Moving on to Position-wise Salary Insights, we’ll examine how average salaries differ across player positions. This analysis could reveal which positions are typically higher-paid, potentially reflecting their value on the basketball court. Let’s create a box plot to visualize the salary distribution for each position.
The box plot above illustrates the salary distribution by player position, showcasing the variation in salaries among different positions within the NBA. This visualization helps us understand which positions tend to have higher median salaries and the spread of salaries within each position, including outliers that represent exceptionally high or low salaries. While the positions of C and PG have the widest interquantiles of salaries, the positions of FC, F, G, and GF have the narrowest interquantiles of them.
Lastly, we’ll identify the Top 10 Highest Paid Players in the NBA. This analysis highlights the star earners of the league, providing insights into which players command the highest salaries and potentially why. Let’s extract and visualize this information.

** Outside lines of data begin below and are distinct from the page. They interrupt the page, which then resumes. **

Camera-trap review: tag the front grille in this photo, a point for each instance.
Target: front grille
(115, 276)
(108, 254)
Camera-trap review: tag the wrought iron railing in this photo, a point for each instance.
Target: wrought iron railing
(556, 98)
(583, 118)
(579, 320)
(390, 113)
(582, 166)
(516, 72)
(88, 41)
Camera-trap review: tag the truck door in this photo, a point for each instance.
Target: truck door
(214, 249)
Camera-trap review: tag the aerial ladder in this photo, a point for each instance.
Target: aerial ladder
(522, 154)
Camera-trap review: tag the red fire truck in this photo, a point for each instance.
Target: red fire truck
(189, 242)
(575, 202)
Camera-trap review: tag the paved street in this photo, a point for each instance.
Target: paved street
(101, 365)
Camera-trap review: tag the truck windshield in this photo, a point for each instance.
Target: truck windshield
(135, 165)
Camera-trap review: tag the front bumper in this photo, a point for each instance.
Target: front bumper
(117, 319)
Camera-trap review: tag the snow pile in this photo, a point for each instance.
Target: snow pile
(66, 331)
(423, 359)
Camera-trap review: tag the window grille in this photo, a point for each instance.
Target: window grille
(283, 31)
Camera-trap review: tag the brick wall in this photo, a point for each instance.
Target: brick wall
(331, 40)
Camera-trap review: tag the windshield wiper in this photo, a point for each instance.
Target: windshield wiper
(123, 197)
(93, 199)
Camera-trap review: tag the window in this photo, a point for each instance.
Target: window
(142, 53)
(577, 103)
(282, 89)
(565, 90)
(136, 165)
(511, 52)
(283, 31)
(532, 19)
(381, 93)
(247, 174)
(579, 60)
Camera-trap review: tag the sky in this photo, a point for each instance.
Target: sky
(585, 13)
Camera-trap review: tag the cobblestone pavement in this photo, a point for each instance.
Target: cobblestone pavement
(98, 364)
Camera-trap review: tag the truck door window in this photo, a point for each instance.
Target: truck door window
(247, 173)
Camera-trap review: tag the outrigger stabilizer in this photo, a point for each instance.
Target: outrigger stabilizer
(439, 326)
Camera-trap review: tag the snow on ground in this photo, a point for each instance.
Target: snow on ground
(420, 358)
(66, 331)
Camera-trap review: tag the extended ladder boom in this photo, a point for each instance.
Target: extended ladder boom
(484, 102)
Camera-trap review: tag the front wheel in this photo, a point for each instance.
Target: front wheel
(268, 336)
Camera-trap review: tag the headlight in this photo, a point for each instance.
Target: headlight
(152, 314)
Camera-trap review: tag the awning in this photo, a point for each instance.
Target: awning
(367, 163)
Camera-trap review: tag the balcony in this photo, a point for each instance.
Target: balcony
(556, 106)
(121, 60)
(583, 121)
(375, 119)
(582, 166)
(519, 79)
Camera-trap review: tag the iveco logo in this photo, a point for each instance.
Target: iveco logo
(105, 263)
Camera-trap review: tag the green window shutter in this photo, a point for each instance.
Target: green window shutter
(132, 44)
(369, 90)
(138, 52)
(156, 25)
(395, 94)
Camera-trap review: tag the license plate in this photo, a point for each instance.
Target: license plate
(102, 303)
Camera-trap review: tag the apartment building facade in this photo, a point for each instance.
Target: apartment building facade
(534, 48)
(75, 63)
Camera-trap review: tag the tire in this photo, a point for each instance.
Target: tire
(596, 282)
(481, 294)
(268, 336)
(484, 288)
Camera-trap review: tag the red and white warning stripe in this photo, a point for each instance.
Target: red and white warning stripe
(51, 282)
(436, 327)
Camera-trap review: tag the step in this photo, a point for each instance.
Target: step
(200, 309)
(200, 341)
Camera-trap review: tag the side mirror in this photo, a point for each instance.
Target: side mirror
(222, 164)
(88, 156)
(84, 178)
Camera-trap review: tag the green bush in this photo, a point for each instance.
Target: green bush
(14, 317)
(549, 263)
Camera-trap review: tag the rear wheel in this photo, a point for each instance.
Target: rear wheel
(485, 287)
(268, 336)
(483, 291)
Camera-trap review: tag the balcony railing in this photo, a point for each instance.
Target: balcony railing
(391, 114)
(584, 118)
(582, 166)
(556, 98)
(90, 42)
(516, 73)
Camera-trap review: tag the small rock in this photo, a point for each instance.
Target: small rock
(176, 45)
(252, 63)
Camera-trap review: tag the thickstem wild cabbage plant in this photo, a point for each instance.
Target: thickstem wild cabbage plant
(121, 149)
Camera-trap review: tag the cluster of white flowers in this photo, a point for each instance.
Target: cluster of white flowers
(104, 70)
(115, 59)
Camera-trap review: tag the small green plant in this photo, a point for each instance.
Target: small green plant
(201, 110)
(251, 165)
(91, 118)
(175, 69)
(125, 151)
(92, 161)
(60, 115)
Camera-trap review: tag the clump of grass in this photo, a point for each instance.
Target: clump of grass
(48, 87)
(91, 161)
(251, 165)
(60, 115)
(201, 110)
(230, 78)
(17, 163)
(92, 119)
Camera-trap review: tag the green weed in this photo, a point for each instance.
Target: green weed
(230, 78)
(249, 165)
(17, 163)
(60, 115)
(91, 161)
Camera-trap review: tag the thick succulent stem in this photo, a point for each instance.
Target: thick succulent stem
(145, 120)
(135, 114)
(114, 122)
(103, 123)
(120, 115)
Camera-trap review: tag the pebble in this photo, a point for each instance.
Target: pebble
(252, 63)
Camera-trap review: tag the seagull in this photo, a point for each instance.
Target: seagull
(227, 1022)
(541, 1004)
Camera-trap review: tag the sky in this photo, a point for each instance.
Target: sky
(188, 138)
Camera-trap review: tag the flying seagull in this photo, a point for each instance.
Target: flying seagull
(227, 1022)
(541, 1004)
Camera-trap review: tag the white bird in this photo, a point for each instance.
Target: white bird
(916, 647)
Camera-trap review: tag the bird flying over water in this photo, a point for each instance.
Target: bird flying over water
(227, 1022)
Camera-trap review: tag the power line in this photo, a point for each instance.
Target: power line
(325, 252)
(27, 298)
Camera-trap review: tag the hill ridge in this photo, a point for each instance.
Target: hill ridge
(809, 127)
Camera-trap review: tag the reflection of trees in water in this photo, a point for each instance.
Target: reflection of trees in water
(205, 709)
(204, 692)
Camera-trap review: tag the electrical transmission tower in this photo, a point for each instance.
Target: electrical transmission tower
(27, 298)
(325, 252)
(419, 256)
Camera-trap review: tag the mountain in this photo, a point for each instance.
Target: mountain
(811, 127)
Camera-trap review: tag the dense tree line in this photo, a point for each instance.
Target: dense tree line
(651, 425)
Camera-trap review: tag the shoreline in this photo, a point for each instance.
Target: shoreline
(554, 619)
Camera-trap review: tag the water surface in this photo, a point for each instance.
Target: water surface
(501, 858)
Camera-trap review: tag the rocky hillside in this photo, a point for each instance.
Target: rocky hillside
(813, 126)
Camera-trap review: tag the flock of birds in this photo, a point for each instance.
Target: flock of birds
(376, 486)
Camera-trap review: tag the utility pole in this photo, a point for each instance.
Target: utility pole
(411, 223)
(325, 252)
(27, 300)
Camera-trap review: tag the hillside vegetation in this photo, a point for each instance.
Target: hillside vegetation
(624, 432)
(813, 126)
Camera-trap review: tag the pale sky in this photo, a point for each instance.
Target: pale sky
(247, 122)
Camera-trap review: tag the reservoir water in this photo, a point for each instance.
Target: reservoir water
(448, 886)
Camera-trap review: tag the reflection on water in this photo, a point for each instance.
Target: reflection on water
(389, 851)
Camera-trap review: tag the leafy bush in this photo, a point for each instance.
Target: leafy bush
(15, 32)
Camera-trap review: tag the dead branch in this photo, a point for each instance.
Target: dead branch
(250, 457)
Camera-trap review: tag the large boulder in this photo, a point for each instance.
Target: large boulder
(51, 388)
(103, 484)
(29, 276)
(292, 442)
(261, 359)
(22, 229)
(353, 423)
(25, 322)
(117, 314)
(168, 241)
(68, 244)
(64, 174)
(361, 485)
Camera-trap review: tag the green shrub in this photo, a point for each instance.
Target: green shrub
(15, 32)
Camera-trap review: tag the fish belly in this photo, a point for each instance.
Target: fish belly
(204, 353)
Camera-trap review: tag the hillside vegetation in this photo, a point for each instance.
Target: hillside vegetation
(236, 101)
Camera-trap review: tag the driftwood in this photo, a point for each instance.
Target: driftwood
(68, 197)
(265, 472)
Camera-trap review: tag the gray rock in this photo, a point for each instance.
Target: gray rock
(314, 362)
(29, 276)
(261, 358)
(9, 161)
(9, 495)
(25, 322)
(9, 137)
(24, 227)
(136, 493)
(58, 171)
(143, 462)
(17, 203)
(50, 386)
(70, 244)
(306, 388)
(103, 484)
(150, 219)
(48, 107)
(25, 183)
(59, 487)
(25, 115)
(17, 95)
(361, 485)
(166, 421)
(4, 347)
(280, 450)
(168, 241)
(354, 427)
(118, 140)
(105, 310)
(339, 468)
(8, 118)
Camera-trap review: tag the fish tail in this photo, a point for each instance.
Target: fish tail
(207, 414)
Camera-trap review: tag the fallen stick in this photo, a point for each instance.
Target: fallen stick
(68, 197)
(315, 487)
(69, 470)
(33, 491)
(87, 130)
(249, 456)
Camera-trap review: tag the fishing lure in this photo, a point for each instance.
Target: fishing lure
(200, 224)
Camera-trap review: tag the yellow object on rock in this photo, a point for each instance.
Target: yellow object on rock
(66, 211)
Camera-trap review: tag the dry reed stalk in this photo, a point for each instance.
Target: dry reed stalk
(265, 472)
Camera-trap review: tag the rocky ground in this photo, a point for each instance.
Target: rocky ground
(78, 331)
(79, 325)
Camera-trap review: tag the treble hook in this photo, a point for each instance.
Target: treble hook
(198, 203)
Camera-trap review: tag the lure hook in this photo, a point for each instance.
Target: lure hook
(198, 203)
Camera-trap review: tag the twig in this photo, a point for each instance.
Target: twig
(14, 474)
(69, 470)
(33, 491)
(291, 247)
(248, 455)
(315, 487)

# Identify the top 10 highest paid players
top_10_salaries = nba.sort_values(by='Salary', ascending=False).head(10)
# Plot the top 10 highest paid players
plt.figure(figsize=(12, 8))
sns.barplot(data = top_10_salaries,
x = 'Salary', y = 'Name',
palette = 'viridis')
plt.title('Top 10 Highest Paid NBA Players')
plt.xlabel('Salary')
plt.ylabel('Player')
plt.show()
The bar chart above reveals the top 10 highest-paid NBA players, showcasing those who stand at the pinnacle of the league in terms of salary. Stephen Curry is the highest-paid NBA player, followed by Russel Westbrook and Chris Paul. This visualization not only highlights the star players who command the highest salaries but also may reflect their marketability, performance, and contribution to their respective teams.